O aiatolá Alireza Arafi, de 66 anos, assumiu ontem (1º) a chefia do conselho interino que passou a conduzir o Irã após a morte de Ali Khamenei em ataques dos EUA e de Israel. Ele divide o comando com o presidente Masoud Pezeshkian e com o chefe do Judiciário, Gholam-Hossein Mohseni-Ejei.
A nomeação ocorre em meio ao processo de sucessão do futuro líder supremo do país. O chanceler Abbas Araghchi afirmou que a escolha do novo chefe máximo do regime pode ocorrer em “um ou dois dias”.
Em entrevista à Al Jazeera, Araghchi declarou que as instituições iranianas seguem funcionando e que o país “tem procedimentos constitucionais em vigor”.
Trajetória ligada ao alto clero
Arafi é clérigo e jurista xiita. Preside o Centro de Gestão dos Seminários Islâmicos, integra o Conselho dos Guardiães e ocupa a segunda vice-presidência da Assembleia de Especialistas, órgão responsável por eleger o líder supremo.
Sua carreira foi construída sob influência direta do aiatolá Ali Khamenei. Natural de Meybod, na província de Yazd, ele vem de família clerical. Seu pai, o aiatolá Mohammad Ibrahim Arafi, é descrito pela mídia estatal como próximo ao fundador da República Islâmica, Ruhollah Khomeini.
Quando ocorreu a Revolução Islâmica, em 1979, Arafi tinha 21 anos e não integrou a primeira geração de revolucionários.
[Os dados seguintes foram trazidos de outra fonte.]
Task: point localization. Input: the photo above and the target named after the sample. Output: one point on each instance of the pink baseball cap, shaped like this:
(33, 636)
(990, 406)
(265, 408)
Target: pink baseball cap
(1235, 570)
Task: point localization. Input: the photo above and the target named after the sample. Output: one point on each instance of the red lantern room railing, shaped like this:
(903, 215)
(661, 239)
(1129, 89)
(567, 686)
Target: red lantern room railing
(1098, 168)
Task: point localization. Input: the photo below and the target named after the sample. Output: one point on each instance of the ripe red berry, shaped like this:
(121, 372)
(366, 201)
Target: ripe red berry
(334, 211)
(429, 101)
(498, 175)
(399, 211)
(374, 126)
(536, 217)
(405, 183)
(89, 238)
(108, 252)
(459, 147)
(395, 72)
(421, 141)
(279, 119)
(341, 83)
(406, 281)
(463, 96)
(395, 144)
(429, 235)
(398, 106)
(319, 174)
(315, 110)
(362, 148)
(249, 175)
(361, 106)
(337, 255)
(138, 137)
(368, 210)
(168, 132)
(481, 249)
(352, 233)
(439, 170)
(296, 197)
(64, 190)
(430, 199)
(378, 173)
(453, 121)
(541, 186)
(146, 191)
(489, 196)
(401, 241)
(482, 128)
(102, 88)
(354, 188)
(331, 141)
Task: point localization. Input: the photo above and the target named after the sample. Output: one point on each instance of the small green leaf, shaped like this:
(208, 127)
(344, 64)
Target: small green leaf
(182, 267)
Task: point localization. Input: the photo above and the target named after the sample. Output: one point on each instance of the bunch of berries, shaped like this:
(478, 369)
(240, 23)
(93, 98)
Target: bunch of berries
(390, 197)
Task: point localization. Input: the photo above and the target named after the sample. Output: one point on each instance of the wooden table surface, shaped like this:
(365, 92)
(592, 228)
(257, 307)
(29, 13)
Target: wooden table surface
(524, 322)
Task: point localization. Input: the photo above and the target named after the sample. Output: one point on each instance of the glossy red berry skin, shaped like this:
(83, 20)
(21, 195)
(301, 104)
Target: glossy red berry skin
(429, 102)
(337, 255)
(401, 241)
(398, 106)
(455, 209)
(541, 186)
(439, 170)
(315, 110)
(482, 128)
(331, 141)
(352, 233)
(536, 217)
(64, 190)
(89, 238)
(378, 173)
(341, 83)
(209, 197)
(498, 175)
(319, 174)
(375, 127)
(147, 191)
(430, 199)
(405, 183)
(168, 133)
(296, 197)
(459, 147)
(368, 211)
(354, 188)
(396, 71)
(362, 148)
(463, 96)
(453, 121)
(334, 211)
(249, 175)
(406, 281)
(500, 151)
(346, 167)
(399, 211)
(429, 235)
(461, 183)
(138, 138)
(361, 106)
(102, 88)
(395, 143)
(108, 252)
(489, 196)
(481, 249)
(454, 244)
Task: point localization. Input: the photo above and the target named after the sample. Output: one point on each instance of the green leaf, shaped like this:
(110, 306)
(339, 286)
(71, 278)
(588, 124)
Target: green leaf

Ganhou projeção após a ascensão de Khamenei ao posto de líder supremo, em 1989.
Atuação internacional e discurso político
Em 2020, Arafi enviou carta ao Papa Francisco em nome da comunidade acadêmica xiita, agradecendo a atenção aos mais vulneráveis durante a pandemia da Covid-19.
À época reitor da Universidade de Qom, defendeu cooperação com instituições católicas e propôs troca de experiências para “criar uma comunidade das religiões ao serviço da humanidade”. Dois anos depois, encontrou-se com o pontífice no Vaticano.
Em fevereiro de 2025, durante cerimônia que marcou o aniversário da Revolução Islâmica, afirmou que o movimento ultrapassou o campo político e redefiniu a base intelectual e cultural da comunidade muçulmana no país.
Também criticou ações militares de Estados Unidos e Israel na Faixa de Gaza, classificando-as como expressão de um “sistema imperialista”.
Agora à frente do conselho interino, Arafi conduz o país até que a Assembleia de Especialistas eleja o novo líder supremo, em meio à maior crise política e militar enfrentada pelo regime nas últimas décadas.